Dezincification or "Red Rot"
Dezincification is a form of corrosion and weakening of brass instruments in which zinc is dissolved from the brass alloy. What causes this to occur? Spit sitting inside of the instrument. Human spit is acid in order to help breakdown food in our mouths. Everyone's biology is a little different so some people have more acidic spit than others. The process is internal, its very easy to not even know that dezincification has occurred. The acid essentially "eats" its way through the brass and eventually becomes visible with its tell tale pink or red coloring, thus the term "Red Rot." Its easier to see the damage on yellow brass instruments compared to silver because of the stark contrast in color.

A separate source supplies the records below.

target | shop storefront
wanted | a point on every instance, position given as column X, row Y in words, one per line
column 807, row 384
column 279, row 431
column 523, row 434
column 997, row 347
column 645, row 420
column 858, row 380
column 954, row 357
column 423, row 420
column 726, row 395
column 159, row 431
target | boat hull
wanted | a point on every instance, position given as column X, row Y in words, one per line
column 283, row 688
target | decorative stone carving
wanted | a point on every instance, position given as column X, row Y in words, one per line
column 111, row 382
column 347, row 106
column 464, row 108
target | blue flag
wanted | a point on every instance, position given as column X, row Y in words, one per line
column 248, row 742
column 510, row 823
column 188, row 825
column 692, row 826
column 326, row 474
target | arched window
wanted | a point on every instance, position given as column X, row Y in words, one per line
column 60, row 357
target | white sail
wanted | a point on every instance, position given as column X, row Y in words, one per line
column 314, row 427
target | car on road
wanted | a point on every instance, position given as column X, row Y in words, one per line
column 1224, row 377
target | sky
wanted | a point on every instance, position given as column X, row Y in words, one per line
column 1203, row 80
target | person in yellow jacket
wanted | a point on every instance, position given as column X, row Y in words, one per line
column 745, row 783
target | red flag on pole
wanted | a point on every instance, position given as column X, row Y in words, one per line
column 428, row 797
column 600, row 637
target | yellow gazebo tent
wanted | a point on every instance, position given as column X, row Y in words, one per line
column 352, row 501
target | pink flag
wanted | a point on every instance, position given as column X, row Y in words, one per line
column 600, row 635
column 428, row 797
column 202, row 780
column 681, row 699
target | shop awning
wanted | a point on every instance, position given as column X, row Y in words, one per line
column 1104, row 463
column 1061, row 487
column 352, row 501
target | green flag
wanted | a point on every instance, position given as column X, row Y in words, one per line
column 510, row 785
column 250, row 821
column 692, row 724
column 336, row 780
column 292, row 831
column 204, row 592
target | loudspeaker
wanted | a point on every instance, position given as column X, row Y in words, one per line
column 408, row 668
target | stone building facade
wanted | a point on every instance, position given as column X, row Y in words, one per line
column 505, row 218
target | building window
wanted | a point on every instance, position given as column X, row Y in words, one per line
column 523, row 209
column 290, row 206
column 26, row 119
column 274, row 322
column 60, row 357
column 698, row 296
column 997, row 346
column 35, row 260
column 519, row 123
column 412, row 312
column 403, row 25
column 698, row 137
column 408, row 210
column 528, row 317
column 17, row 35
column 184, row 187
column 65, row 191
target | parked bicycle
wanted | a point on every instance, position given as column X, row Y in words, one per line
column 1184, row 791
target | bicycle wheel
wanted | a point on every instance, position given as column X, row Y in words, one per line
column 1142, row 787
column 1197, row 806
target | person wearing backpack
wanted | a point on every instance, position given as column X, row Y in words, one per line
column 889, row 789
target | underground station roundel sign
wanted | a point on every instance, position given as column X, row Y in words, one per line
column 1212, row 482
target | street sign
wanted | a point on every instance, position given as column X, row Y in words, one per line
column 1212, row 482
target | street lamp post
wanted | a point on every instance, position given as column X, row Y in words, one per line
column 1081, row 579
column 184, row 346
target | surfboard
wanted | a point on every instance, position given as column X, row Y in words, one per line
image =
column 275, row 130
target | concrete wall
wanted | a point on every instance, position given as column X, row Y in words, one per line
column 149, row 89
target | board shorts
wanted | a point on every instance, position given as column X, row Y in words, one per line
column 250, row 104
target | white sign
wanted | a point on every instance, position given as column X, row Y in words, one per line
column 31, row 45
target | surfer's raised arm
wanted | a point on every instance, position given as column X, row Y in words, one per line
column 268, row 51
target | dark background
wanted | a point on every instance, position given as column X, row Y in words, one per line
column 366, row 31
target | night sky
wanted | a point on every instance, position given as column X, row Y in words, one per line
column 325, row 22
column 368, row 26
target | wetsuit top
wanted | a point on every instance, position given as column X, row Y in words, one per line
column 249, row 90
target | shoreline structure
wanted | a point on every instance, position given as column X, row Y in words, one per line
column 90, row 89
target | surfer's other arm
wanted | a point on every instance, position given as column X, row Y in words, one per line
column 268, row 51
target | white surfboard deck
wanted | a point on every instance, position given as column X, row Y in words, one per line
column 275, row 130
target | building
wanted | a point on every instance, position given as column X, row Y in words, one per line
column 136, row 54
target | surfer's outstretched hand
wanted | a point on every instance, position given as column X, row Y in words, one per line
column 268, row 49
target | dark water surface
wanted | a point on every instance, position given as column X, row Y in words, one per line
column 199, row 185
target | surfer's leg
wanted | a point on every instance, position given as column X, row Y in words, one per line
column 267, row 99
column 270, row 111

Silver plated brass instruments are just that, silver plated. Underneath the silver is brass. As the "Red Rot" progresses, flakes of silver can be seen coming off of the instrument. All brass instruments are susceptible to dezincification and the potential for structural failure. As "Red Rot" progresses the metal will become weaker and weaker until little pin sized holes appear and then the instrument has air leaking which can affect playability. Certain notes won't play correctly or even at all because you can't get enough airflow to reach higher notes. After the damage has occurred there are two ways of fixing the issue, soldering a patch over the hole or holes, or replacing the affected part. How can you prevent this from happening? Yearly cleanings. I ask customers to imagine myself as their dentist. Cleaning kits are your instruments "tooth brush" and players need to brush their teeth on a regular basis. Once or twice a year, depending how often you play, you bring the instrument in for its deep cleaning.